JavaScript (ES6), 136

Quite slow golfed this way, computing term 100 in about 8 seconds in my PC.

(n,F=i=>i>1?F(i-1)+F(i-2):i+1,K=(n,i=1,d,x)=>eval('for(;(d=F(i++))<=n&&!(x=!(n%d)&&K(n/d)););x||n<2'))=>eval('for(a=0;n;)K(++a)&&--n;a')

Less golfed and faster too (avoiding eval)

n=>{
  F=i=> i>1 ? F(i-1)+F(i-2) : i+1; // recursive calc Fibonacci number
  K=(n,i=1,d,x)=>{ // recursive check divisibility
    for(; (d=F(i++))<=n && !(x=!(n%d)&&K(n/d)); );
    return x||n<2
  };
  for(a=0; n; )
    K(++a) && --n;
  return a
}

Test

X=(n,F=i=>i>1?F(i-1)+F(i-2):i+1,K=(n,i=1,d,x)=>eval('for(;(d=F(i++))<=n&&!(x=!(n%d)&&K(n/d)););x||n<2'))=>eval('for(a=0;n;)K(++a)&&--n;a')

function test() {
  var i=+I.value
  O.textContent=X(i)
}

test()

<input id=I value=100 >
<button onclick="test()">Go</button><pre id=O></pre>

Haskell, 123 bytes

f=2:scanl(+)3f
m((a:b):c)=a:m(b?(a#c))
v#((a:b):c)|v==a=b?(v#c)
_#l=l
y?(z:e)|y>z=z:y?e
a?b=a:b
l=1:m[[a*b|b<-l]|a<-f]
(l!!)

Very lazy, much infinite!

Possibly not the shortes way, but I had to try this approach, a generalization of a quite well known method to compute the list of hamming numbers. f is the list of fibonacci numbers starting from 2. For brevity, let's say that a lol (list of lists) is an infinite list of ordered infinite lists, ordered by their first elements. m is a function to merge a lol, removing duplicates.
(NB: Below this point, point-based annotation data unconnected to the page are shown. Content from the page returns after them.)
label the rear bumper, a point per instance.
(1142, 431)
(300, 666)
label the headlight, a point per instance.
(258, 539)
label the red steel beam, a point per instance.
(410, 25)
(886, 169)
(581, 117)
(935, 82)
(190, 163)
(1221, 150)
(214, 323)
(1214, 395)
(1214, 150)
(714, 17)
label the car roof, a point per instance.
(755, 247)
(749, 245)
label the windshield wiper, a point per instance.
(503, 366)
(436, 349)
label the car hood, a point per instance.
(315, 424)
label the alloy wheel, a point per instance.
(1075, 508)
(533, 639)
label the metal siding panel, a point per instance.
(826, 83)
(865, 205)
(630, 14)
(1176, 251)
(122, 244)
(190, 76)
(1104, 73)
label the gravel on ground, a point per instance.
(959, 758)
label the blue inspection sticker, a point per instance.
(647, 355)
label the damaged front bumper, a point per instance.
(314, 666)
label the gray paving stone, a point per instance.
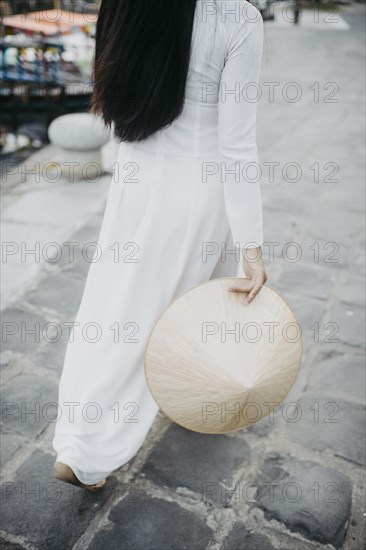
(328, 422)
(203, 463)
(48, 513)
(9, 443)
(262, 428)
(20, 322)
(6, 545)
(311, 281)
(60, 293)
(51, 354)
(150, 523)
(352, 291)
(308, 498)
(240, 538)
(351, 323)
(339, 372)
(26, 405)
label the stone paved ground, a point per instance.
(185, 490)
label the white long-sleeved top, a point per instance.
(218, 122)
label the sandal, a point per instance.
(65, 473)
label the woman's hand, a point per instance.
(255, 272)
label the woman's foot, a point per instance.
(65, 473)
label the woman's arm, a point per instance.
(238, 98)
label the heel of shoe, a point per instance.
(63, 472)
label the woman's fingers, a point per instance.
(253, 293)
(251, 288)
(246, 287)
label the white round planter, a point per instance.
(79, 137)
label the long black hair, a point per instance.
(141, 64)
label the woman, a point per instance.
(175, 80)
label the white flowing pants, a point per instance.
(163, 232)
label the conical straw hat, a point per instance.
(214, 365)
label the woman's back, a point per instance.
(225, 58)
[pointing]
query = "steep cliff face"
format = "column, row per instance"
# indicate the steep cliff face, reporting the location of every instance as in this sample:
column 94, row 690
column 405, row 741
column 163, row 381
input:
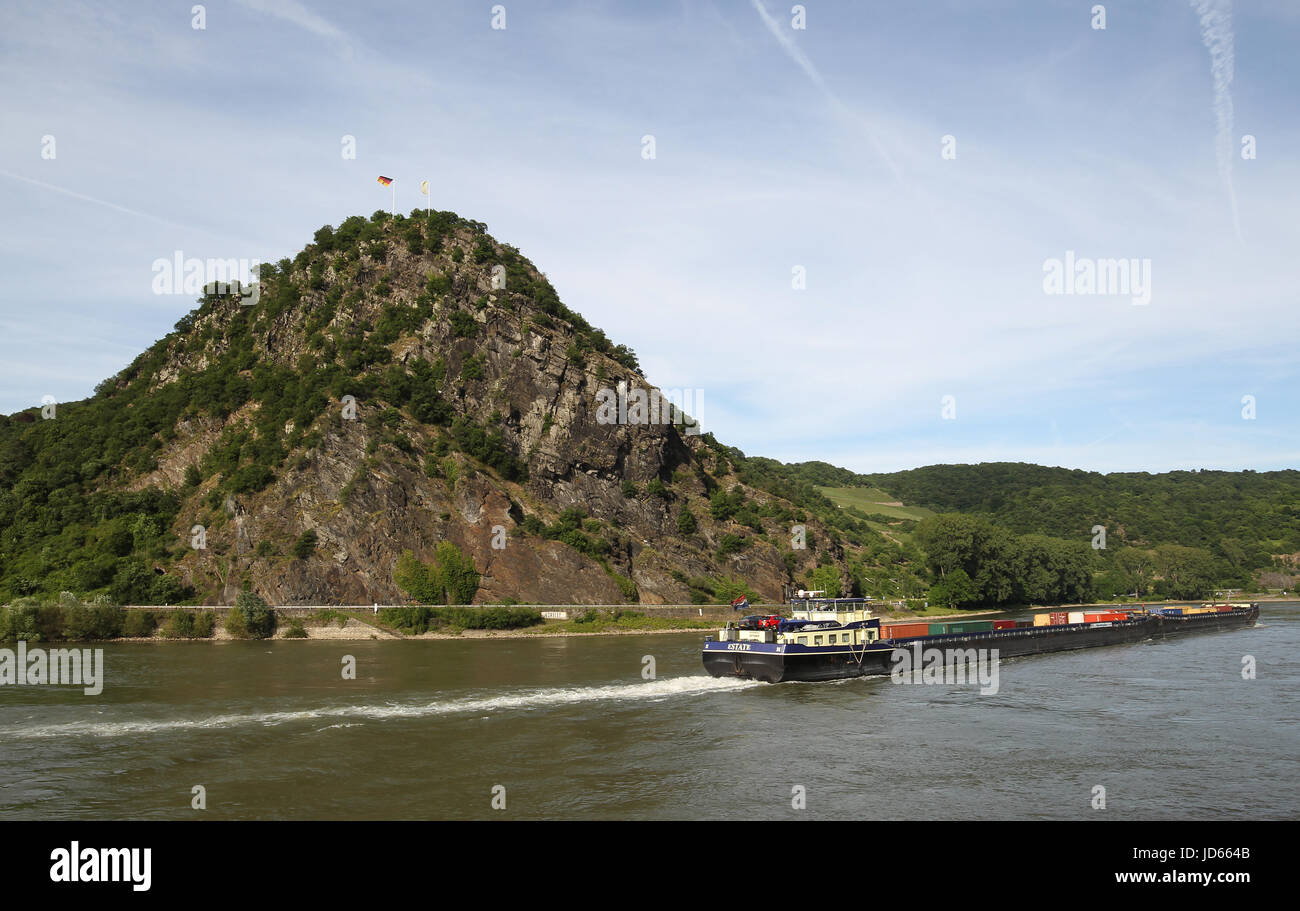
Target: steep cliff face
column 406, row 381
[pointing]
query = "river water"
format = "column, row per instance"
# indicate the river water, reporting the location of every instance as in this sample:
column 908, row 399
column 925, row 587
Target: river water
column 568, row 728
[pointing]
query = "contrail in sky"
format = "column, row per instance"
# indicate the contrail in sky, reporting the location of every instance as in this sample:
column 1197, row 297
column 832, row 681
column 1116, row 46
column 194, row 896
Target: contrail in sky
column 1217, row 34
column 797, row 55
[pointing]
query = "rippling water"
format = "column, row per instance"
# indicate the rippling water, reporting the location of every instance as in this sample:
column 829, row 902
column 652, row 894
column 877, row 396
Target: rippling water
column 571, row 729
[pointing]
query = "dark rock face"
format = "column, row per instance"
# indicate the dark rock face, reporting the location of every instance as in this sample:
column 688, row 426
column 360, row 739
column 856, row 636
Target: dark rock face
column 373, row 489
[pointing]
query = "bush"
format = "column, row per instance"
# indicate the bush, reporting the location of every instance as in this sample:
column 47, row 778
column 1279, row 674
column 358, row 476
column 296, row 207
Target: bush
column 306, row 543
column 450, row 578
column 251, row 617
column 18, row 621
column 235, row 625
column 180, row 625
column 420, row 619
column 139, row 624
column 204, row 621
column 731, row 543
column 92, row 621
It uses two infix helper functions. ? inserts an infinite sorted list into a lol. # removes a value from a lol that may appear as head of the first lists, reinserting the remaining list with ?.

Finally, l is the list of numbers which are products of fibonacci numbers, defined as 1 followed by the merge of all the lists obtained by multiplying l with a fibonacci number. The last line states the required function (as usual without binding it to a name, so don't copy it as is) using !! to index into the list, which makes the function 0-indexed.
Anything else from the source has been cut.